Remote sensing applications in crop and animal agriculture
Ce Yang, Brian Steffenson, and David Mulla
This research explores new approaches utilizing unmanned aerial vehicles (UAVs) and advanced remote sensing techniques to improve crop and animal agriculture productivity and sustainability. We’re integrating hyperspectral imaging and novel data analysis with advanced algorithms to solve agricultural challenges like nitrogen management for corn fields, stress detection for wheat/barley disease resistance breeding, and chicken egg gender detection before incubation. The expected output of these remote sensing projects is a systematic solution for agricultural researchers and farmers to better use remote sensing techniques in solving fundamental agricultural problems.
Understanding cereal starch architecture and its relation to functional behavior and impact on human health
George Annor and Jim Anderson
Starch remains a subject of intense scientific scrutiny because of the structural complexity of its molecular make-up, importance in our diet, and impact on human health. Starches from cereals such as corn, wheat, rice and oats have a wide range of applications across various industries in the U.S, mainly due to their different functionalities. Starches from minor cereals such as millet also has the potential to be used in the management of type II diabetes due to their hypoglycemic properties.
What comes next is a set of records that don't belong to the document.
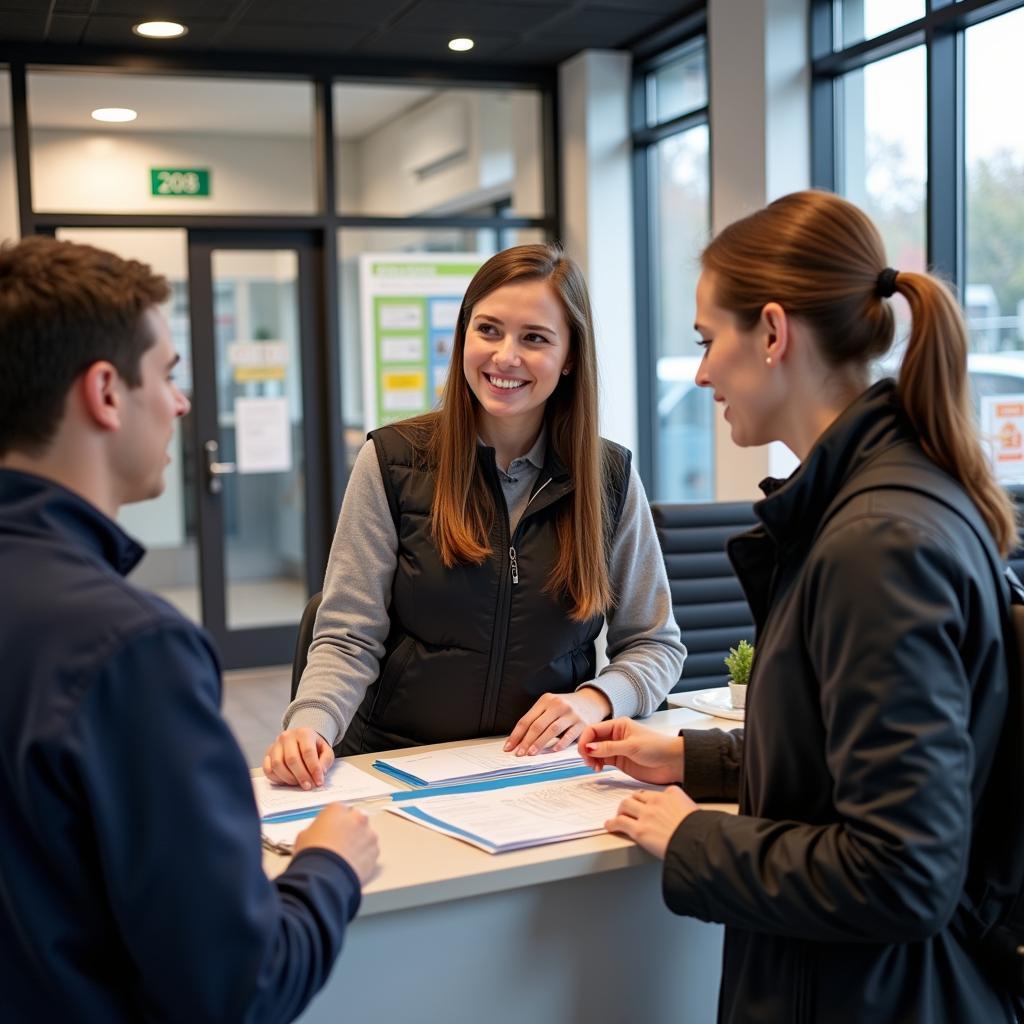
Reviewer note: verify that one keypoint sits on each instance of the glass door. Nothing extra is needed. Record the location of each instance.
(258, 420)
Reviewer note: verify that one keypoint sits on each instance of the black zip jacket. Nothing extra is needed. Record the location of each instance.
(131, 879)
(872, 717)
(471, 648)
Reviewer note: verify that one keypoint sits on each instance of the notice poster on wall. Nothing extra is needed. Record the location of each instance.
(1003, 428)
(409, 305)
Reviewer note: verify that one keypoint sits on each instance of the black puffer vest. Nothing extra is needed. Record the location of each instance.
(470, 649)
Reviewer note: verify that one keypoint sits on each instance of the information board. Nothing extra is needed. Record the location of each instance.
(409, 305)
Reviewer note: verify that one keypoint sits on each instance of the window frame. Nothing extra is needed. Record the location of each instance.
(688, 32)
(941, 32)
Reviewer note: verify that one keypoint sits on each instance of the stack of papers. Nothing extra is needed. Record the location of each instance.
(535, 813)
(471, 764)
(286, 810)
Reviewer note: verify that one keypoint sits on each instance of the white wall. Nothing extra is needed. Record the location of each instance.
(457, 151)
(109, 172)
(8, 193)
(597, 220)
(760, 150)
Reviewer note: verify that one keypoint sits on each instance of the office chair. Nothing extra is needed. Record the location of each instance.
(707, 599)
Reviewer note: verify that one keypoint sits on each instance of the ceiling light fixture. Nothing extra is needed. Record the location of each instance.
(114, 115)
(160, 30)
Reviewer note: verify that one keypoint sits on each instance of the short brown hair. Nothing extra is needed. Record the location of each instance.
(62, 307)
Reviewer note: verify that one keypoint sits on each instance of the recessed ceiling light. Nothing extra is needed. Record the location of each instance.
(114, 114)
(160, 30)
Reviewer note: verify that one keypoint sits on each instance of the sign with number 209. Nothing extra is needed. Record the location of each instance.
(179, 181)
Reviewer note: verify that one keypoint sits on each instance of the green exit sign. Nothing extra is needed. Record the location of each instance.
(179, 181)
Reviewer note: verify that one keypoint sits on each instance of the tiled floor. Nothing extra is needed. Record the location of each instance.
(254, 701)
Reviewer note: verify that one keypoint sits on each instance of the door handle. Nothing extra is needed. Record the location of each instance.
(215, 470)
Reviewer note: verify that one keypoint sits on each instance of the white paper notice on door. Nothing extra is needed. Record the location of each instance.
(262, 435)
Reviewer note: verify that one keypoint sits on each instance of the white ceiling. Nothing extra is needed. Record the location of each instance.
(205, 104)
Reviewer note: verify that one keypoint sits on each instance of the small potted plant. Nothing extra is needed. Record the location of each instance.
(738, 662)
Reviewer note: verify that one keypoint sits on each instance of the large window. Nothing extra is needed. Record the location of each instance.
(994, 165)
(677, 426)
(914, 120)
(8, 198)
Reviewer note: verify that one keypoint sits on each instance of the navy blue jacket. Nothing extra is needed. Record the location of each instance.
(131, 885)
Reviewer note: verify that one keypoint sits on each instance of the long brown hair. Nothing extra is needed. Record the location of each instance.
(463, 507)
(819, 258)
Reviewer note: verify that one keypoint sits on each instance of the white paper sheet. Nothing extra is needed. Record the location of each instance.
(343, 781)
(479, 761)
(497, 820)
(262, 435)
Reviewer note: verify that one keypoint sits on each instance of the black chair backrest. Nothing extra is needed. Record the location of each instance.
(304, 639)
(707, 599)
(1016, 559)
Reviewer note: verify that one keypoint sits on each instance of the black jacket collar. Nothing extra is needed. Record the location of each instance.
(33, 506)
(870, 425)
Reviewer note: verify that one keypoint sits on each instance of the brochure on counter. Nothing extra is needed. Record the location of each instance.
(518, 816)
(474, 763)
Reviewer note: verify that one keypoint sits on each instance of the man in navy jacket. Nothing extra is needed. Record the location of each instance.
(131, 885)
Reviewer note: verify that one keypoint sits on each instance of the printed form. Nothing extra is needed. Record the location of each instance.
(343, 781)
(513, 818)
(477, 762)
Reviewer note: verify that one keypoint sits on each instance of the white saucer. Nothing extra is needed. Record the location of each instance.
(715, 701)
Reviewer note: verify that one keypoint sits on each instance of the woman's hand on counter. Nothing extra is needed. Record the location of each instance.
(298, 757)
(556, 720)
(646, 755)
(650, 818)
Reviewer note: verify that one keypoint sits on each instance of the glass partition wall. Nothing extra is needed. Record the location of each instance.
(263, 201)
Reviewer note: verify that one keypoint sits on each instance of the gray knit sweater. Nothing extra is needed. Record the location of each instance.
(643, 643)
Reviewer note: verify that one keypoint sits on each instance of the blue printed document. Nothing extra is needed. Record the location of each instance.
(516, 817)
(343, 781)
(472, 763)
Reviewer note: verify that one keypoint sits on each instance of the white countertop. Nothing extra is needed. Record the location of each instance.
(419, 866)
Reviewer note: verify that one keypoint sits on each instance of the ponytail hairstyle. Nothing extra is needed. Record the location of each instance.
(463, 508)
(821, 259)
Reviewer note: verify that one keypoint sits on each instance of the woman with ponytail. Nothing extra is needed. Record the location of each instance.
(852, 882)
(481, 548)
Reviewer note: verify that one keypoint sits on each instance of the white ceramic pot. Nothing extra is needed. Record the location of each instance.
(737, 694)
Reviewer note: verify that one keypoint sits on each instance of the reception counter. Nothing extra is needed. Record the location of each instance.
(570, 932)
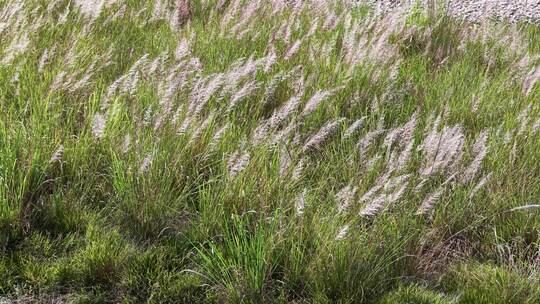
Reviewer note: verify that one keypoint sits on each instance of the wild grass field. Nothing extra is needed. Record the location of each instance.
(259, 151)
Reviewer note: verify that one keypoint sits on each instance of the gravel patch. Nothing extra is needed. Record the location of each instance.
(472, 10)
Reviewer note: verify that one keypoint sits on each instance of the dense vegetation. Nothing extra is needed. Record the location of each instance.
(266, 152)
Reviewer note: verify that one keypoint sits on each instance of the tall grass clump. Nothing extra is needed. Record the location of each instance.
(266, 152)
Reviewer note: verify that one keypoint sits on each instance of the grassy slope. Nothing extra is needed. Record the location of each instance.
(165, 219)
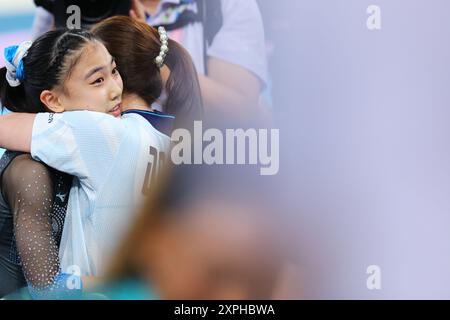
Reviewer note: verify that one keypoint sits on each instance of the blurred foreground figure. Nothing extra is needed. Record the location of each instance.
(206, 234)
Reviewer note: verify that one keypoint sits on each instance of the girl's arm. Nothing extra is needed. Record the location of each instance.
(81, 143)
(16, 131)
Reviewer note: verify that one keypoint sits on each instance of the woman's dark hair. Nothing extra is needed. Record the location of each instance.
(47, 65)
(135, 45)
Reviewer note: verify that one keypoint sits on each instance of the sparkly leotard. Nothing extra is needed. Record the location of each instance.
(33, 203)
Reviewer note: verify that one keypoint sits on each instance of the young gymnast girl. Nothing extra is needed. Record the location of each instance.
(85, 234)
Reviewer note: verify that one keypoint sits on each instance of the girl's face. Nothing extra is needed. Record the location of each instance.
(94, 84)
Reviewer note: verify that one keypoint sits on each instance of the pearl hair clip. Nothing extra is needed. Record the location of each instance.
(159, 60)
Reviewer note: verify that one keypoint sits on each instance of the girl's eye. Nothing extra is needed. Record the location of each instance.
(98, 81)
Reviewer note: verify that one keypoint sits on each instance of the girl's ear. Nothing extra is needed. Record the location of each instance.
(51, 101)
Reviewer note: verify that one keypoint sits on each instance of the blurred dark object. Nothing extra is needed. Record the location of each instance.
(92, 11)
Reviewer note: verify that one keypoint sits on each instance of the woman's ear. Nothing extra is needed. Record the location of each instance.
(51, 101)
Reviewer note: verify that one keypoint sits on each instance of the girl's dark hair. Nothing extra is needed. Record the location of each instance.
(135, 45)
(47, 65)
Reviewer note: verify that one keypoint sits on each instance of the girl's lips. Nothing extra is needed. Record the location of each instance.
(116, 111)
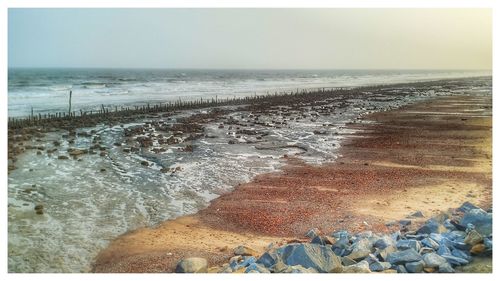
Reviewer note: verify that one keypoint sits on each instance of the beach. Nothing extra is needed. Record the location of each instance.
(428, 156)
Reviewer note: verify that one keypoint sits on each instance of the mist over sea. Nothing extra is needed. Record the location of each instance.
(46, 90)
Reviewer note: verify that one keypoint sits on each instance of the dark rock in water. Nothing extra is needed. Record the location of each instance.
(433, 260)
(415, 267)
(268, 259)
(480, 219)
(431, 226)
(403, 257)
(460, 254)
(192, 265)
(321, 258)
(446, 268)
(379, 266)
(409, 244)
(467, 206)
(361, 249)
(428, 242)
(384, 242)
(455, 260)
(401, 269)
(443, 250)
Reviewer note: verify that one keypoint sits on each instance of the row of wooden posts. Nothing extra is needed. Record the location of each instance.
(41, 119)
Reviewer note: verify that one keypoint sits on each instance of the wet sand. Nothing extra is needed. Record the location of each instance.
(429, 156)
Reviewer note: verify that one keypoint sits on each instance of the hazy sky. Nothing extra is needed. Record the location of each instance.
(251, 38)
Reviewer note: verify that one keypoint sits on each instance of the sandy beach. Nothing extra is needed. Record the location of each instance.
(428, 156)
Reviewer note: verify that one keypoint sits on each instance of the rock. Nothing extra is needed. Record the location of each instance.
(346, 261)
(313, 233)
(477, 249)
(192, 265)
(409, 244)
(446, 268)
(455, 260)
(433, 260)
(361, 249)
(431, 226)
(417, 214)
(379, 266)
(360, 267)
(460, 254)
(467, 206)
(428, 242)
(244, 251)
(385, 252)
(268, 259)
(473, 238)
(480, 219)
(258, 268)
(415, 267)
(384, 242)
(403, 257)
(443, 250)
(321, 258)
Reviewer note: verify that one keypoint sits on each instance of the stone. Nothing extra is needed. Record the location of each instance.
(455, 260)
(415, 267)
(321, 258)
(480, 219)
(433, 260)
(361, 249)
(403, 257)
(446, 268)
(384, 242)
(431, 226)
(268, 259)
(477, 249)
(346, 261)
(409, 244)
(244, 251)
(430, 243)
(360, 267)
(258, 268)
(473, 238)
(192, 265)
(313, 233)
(467, 206)
(379, 266)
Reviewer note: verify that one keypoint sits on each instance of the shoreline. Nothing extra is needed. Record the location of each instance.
(380, 158)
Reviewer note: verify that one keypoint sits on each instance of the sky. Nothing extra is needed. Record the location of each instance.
(251, 38)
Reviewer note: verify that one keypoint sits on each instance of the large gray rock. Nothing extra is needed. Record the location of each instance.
(360, 267)
(433, 260)
(415, 267)
(192, 265)
(403, 257)
(361, 249)
(480, 219)
(321, 258)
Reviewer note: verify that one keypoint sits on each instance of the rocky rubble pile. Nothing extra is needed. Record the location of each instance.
(440, 245)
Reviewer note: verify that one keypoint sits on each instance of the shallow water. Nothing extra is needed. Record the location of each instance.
(85, 208)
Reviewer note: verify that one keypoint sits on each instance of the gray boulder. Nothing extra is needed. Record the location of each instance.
(433, 260)
(415, 267)
(403, 257)
(321, 258)
(192, 265)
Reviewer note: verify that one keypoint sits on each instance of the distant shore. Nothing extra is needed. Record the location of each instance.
(429, 156)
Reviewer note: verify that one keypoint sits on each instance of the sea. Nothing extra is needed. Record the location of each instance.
(90, 201)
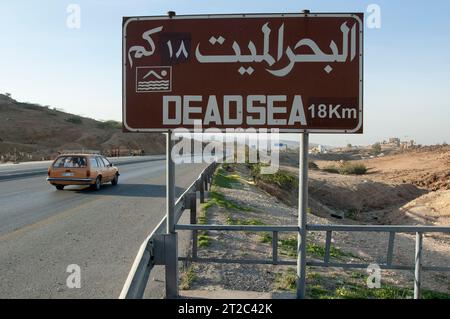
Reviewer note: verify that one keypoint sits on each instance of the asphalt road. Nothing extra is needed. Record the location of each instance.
(43, 230)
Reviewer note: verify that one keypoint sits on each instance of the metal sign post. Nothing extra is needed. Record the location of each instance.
(302, 212)
(171, 241)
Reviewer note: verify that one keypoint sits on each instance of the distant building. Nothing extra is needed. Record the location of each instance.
(394, 141)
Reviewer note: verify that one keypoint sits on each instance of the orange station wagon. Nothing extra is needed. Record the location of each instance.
(82, 169)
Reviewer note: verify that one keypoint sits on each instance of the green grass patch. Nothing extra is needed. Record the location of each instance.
(187, 278)
(286, 280)
(288, 246)
(237, 221)
(266, 238)
(74, 120)
(218, 199)
(226, 180)
(331, 169)
(353, 169)
(283, 179)
(354, 287)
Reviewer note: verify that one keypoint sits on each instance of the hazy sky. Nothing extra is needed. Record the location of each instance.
(406, 63)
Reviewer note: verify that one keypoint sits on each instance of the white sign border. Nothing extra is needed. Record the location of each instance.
(222, 16)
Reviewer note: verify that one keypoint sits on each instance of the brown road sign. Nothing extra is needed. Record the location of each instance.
(292, 72)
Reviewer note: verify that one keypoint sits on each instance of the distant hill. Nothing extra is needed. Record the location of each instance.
(33, 132)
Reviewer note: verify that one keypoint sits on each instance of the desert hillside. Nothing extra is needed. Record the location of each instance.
(34, 132)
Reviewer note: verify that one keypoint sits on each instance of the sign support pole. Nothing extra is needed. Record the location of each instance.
(302, 215)
(171, 242)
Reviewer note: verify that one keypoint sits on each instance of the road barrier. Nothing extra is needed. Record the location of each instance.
(155, 247)
(152, 250)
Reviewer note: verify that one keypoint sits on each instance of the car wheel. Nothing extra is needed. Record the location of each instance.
(98, 183)
(115, 180)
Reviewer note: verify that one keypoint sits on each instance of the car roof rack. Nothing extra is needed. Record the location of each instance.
(82, 151)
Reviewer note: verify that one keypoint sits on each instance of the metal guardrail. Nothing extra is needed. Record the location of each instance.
(418, 266)
(147, 257)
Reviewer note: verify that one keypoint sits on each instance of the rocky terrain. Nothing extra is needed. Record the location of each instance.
(34, 132)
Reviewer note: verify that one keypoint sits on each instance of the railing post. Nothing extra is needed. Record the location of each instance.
(326, 258)
(390, 248)
(193, 211)
(302, 215)
(275, 247)
(418, 266)
(202, 190)
(171, 246)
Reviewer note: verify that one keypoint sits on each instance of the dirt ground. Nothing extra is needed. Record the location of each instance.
(263, 208)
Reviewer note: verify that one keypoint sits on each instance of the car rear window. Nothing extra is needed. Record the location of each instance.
(70, 161)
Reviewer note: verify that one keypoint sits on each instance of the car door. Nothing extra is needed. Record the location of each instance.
(109, 168)
(106, 173)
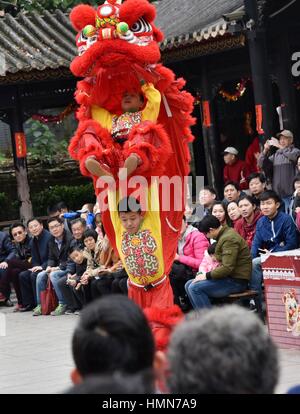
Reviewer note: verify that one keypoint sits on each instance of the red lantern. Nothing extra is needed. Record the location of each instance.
(20, 142)
(206, 114)
(259, 115)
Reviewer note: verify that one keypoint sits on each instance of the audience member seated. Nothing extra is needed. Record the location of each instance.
(233, 274)
(207, 197)
(61, 210)
(225, 350)
(284, 164)
(219, 210)
(246, 225)
(257, 185)
(88, 215)
(209, 261)
(191, 247)
(235, 170)
(39, 252)
(233, 211)
(109, 271)
(78, 227)
(275, 232)
(295, 202)
(58, 265)
(99, 226)
(15, 266)
(71, 285)
(7, 252)
(232, 192)
(252, 155)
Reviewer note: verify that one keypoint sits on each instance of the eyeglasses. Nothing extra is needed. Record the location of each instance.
(55, 226)
(17, 233)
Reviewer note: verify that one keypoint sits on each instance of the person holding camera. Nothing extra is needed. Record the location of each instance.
(284, 164)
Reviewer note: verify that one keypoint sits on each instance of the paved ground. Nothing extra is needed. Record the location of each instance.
(35, 355)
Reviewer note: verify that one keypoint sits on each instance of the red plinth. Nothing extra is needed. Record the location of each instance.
(282, 292)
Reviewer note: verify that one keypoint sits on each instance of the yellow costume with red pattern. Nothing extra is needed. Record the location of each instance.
(117, 49)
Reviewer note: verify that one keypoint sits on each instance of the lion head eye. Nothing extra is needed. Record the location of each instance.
(141, 26)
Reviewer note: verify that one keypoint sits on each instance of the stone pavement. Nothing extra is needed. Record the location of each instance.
(35, 355)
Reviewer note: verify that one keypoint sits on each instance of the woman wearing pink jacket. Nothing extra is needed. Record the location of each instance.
(190, 252)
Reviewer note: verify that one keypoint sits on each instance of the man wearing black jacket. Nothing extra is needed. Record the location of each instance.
(21, 262)
(58, 265)
(39, 252)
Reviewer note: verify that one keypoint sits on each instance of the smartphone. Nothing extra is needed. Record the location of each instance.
(262, 250)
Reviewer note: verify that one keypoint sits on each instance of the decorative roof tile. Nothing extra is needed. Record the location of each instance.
(34, 42)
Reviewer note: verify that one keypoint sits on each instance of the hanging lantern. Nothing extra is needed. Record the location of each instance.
(206, 114)
(20, 142)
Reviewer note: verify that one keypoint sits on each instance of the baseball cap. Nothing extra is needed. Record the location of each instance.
(286, 133)
(230, 150)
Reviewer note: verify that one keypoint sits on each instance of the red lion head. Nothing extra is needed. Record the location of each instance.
(117, 45)
(114, 33)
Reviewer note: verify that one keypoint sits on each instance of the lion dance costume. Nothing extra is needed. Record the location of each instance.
(117, 46)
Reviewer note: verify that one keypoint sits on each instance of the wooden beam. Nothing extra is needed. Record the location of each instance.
(20, 163)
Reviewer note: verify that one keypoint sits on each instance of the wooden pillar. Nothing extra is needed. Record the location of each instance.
(212, 155)
(20, 163)
(259, 68)
(285, 84)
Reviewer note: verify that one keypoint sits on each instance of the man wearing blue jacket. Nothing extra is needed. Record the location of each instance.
(39, 253)
(275, 232)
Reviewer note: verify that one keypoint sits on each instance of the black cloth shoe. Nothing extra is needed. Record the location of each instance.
(26, 308)
(7, 303)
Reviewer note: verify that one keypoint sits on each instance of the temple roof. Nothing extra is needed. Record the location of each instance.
(34, 42)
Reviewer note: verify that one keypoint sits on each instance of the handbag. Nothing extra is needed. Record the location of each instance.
(49, 300)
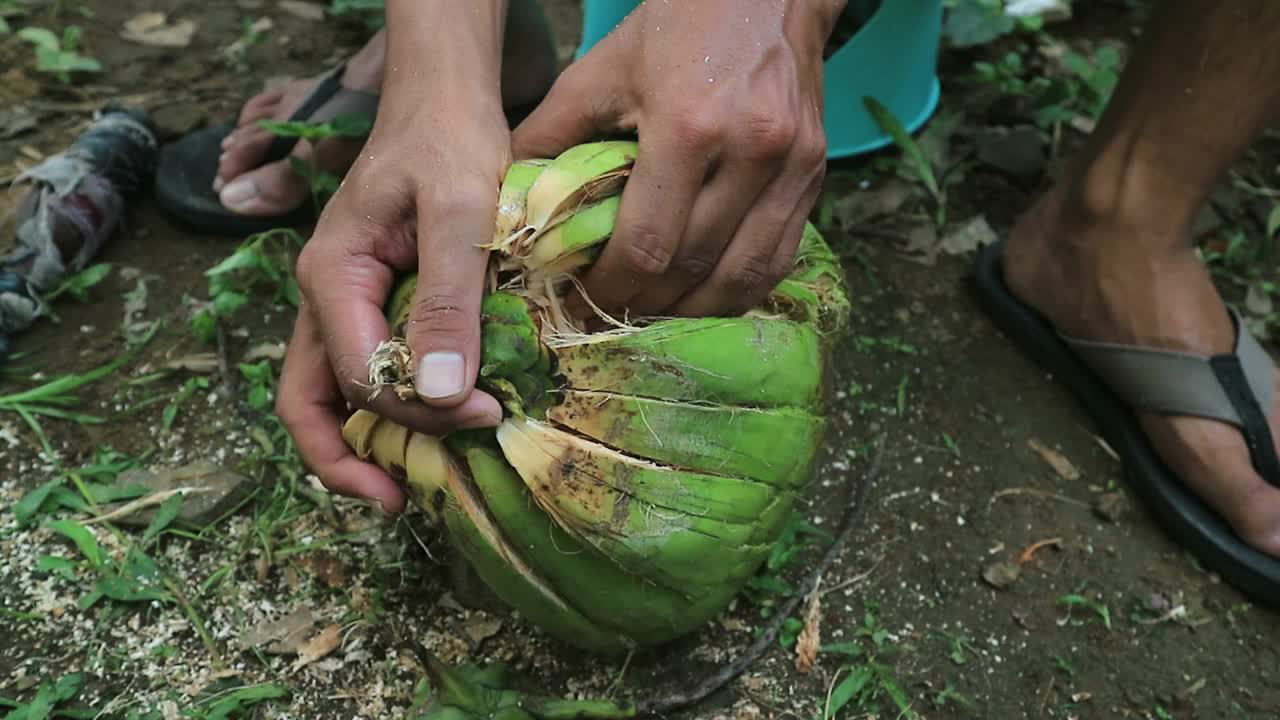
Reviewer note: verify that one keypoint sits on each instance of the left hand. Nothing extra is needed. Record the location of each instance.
(726, 98)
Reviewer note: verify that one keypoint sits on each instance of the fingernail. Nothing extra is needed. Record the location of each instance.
(440, 374)
(238, 192)
(480, 422)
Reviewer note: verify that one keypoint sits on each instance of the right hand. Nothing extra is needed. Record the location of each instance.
(421, 195)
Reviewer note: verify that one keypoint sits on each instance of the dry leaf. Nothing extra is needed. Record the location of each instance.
(154, 28)
(325, 568)
(269, 350)
(1061, 465)
(319, 646)
(968, 237)
(305, 10)
(197, 363)
(810, 637)
(282, 636)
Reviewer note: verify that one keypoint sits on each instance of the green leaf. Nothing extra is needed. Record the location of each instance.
(127, 589)
(242, 698)
(1274, 220)
(165, 514)
(846, 691)
(82, 538)
(851, 650)
(33, 501)
(891, 126)
(54, 564)
(40, 37)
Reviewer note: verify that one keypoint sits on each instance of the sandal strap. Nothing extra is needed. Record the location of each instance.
(325, 101)
(1234, 387)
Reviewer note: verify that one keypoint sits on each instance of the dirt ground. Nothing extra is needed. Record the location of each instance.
(963, 487)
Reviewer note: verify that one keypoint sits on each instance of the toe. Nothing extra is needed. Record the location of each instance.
(269, 190)
(243, 151)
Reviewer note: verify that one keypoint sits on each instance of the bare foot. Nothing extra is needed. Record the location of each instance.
(1106, 279)
(250, 188)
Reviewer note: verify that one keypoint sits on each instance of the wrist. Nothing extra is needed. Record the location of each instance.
(444, 50)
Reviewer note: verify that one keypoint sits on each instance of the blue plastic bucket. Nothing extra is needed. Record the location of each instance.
(892, 58)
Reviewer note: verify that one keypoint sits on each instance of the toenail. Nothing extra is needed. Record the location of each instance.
(238, 192)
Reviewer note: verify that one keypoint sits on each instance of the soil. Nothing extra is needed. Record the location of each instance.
(972, 429)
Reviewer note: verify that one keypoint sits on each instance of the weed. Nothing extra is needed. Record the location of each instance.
(868, 679)
(58, 55)
(263, 259)
(371, 12)
(1075, 600)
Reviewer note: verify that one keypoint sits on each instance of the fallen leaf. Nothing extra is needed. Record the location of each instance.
(809, 637)
(305, 10)
(269, 350)
(1061, 465)
(283, 636)
(154, 28)
(968, 237)
(1001, 574)
(319, 646)
(325, 568)
(209, 491)
(197, 363)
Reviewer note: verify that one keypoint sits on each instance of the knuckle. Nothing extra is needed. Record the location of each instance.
(648, 251)
(769, 136)
(695, 267)
(440, 310)
(694, 128)
(748, 274)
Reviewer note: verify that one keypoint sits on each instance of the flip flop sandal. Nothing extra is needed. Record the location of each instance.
(184, 177)
(1111, 379)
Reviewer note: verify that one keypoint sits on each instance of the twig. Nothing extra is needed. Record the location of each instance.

Understanding the structure of cereal starches is important in the development of new products and understanding their impacts on human health. This research aims to unravel the complex molecular structure of cereal starches from corn, wheat, rice, millet and oats and how this information can be used to explain their varied behaviors in different food systems. This project is also increasing understanding of how cereal starches with different fine structural features can be utilized to manageme conditions like type II diabetes.
Host immunity as a driver of virulence evolution in the cereal rust fungi
The small grain cereal crops of wheat, oats, and barley are important agricultural commodities in the United States and many other countries of the world. Unfortunately, they are attacked by rust diseases caused by the fungal pathogens Puccinia graminis f. sp. tritici (Pgt) (wheat stem rust), P. coronata f. sp. avenae (Pca) (oat crown rust), and Puccinia hordei (Ph) (barley leaf rust). Yield losses due to these rust diseases can exceed 40% during severe epidemics. The deployment of resistant varieties is the most effective means for control of the cereal rust diseases, but the diseases quickly evolve to these new varieties. The overall aim of this research is to determine how host immunity affects virulence evolution in cereal rust fungi. We’re addressing the knowledge gaps related to novel resistance (R) genes and pathogen 'effector' proteins. By increasing understanding of how pathogens and Avr genes evolve, we can help break the “boom and bust” cycle, where newly deployed resistance genes provide protection for only a limited time and are then overcome by newly evolved pathogens.